Before they became notorious for their wild tours, Led Zeppelin was just another band trying to build a following in America. And the Zep made that happen not long after hitting the road in the U.S. at the close of 1968.

In those days, Zep was making its impressions on stage. Roger Daltrey, for one, remembered being knocked out watching Zep open for The Who on an early tour (circa spring ’69). And as they made the rounds, Zep’s members took in the acts of American bands they’d heard so much about.

That included The Doors, the L.A. band Jim Morrison formed in the mid-’60s. By the time Led Zeppelin arrived in California, Morrison had already begun his destructively heavy drinking. And at Doors shows, Morrison’s stage behavior could border on surly.

Zeppelin’s Jimmy Page and Robert Plant didn’t know what to make of Morrison’s act in those days. After playing a festival with The Doors in ’69, both Page and Plant described their horror at the way Morrison conducted himself.

Led Zeppelin’s Jimmy Page recalled the ’embarrassment’ of seeing Jim Morrison and The Doors live in ’69

While Led Zeppelin never toured with The Doors for any length of time, both bands played the Seattle Pop Festival in July ’69. With Zep scheduled to go on after The Doors, Page had the chance to take a good, long look at Morrison, of whom Page had heard plenty.

“We got a lot of advance publicity in England about how sexy Jim Morrison was, how virile and whatever,” Page told NME in 1970 (via Led Zeppelin on Led Zeppelin). “I was surprised to see how static he was on stage.”

Page noted how much he admired Morrison’s songwriting and studio performances, but The Doors frontman definitely didn’t work his magic that day in Seattle. “He [didn’t] really come across in any way like I’d like to see,” Page told NME.

“Being dressed in black leather … but standing there like my father would on stage doesn’t really comes across for me,” Page said. “As far as I can see, the Morrison thing is just an embarrassment toward the audience.
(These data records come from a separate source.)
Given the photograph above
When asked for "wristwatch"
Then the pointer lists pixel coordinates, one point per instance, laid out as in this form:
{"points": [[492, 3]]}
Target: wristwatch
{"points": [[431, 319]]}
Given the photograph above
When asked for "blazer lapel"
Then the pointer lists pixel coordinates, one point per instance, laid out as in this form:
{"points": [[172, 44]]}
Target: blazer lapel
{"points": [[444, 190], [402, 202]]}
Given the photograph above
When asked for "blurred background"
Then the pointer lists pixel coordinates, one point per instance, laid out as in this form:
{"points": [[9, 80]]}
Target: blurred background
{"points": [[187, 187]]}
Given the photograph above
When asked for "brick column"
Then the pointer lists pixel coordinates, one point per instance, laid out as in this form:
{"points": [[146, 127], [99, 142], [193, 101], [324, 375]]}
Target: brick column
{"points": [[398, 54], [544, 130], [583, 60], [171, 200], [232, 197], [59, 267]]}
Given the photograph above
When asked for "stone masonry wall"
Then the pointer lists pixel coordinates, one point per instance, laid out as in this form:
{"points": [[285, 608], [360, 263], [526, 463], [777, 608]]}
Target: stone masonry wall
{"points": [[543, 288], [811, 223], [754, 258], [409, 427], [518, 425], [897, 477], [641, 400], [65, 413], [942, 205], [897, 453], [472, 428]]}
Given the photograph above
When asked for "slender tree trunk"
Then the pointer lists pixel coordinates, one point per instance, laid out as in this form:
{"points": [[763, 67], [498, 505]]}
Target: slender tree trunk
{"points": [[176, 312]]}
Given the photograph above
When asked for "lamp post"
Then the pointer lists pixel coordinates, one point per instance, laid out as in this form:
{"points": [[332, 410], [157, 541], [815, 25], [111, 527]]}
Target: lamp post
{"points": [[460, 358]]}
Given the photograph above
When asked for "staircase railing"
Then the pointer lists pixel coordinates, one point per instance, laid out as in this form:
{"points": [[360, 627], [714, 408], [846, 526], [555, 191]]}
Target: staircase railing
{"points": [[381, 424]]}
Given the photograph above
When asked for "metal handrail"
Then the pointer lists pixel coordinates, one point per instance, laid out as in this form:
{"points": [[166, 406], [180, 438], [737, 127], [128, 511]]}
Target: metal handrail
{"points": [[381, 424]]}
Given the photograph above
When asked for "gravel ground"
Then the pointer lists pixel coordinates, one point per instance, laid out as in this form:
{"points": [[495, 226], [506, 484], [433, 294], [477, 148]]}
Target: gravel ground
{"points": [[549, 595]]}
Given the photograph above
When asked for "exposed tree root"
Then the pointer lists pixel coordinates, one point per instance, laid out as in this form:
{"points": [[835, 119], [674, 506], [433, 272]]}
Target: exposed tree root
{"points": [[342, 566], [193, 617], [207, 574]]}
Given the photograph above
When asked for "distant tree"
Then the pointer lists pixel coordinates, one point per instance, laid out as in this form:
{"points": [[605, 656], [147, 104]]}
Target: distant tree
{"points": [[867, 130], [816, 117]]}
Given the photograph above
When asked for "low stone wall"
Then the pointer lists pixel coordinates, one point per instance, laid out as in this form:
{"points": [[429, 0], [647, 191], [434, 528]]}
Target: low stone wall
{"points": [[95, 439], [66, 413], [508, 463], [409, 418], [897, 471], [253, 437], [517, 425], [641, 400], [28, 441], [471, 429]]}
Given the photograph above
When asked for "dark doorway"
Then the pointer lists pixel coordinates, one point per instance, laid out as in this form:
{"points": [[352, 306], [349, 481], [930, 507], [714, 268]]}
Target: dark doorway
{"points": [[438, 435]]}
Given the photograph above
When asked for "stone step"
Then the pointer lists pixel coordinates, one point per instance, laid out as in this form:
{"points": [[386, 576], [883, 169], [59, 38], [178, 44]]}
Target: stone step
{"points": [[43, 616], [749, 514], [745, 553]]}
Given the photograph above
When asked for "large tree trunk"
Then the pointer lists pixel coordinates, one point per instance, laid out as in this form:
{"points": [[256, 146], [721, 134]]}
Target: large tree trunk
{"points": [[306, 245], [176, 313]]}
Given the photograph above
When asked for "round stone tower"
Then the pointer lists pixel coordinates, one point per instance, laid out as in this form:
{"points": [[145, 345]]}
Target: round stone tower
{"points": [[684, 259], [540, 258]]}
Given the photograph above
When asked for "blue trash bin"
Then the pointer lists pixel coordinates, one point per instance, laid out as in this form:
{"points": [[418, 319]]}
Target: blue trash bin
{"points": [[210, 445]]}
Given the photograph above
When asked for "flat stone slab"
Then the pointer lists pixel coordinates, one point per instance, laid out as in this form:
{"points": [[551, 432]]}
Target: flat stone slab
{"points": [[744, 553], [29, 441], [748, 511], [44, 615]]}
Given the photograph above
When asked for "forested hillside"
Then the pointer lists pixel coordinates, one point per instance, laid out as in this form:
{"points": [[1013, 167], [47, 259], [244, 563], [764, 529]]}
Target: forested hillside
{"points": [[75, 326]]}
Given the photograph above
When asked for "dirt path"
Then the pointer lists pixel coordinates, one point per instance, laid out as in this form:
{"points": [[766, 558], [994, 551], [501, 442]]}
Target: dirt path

He would actually insult them and swear at them.”

Zep’s Robert Plant described Morrison’s Seattle performance as ‘sickening’

After Plant had made the rounds in America, journalists began comparing the sex appeal of Zep’s frontman to that of Morrison. But Plant didn’t take away much of anything positive from seeing The Doors perform in Seattle.

“It seemed like [Morrison] was screwed up,” Plant told NME’s Ritchie Yorke in ’70. “Morrison went on stage and said ‘F*ck you all,’ which didn’t really do anything except make a few girls scream. Then he hung on the side of the stage and nearly toppled into the audience.”

Plant felt like he was watching Morrison in decline (and in hindsight, he was). “He did all those thing that I suppose were originally sexual things but as he got fatter and dirtier and more screwed up, they became bizarre,” Plant said. “So it was really sickening to watch.”

Plant said he and Zep were going for the opposite reaction. “We’re over here to have a good time, and people pay money to have a good time as well,” he told NME. The Zep definitely did their job following The Doors in Seattle. Several reviews mentioned how Zep delivered a fine performance after the mess of Morrison and his group.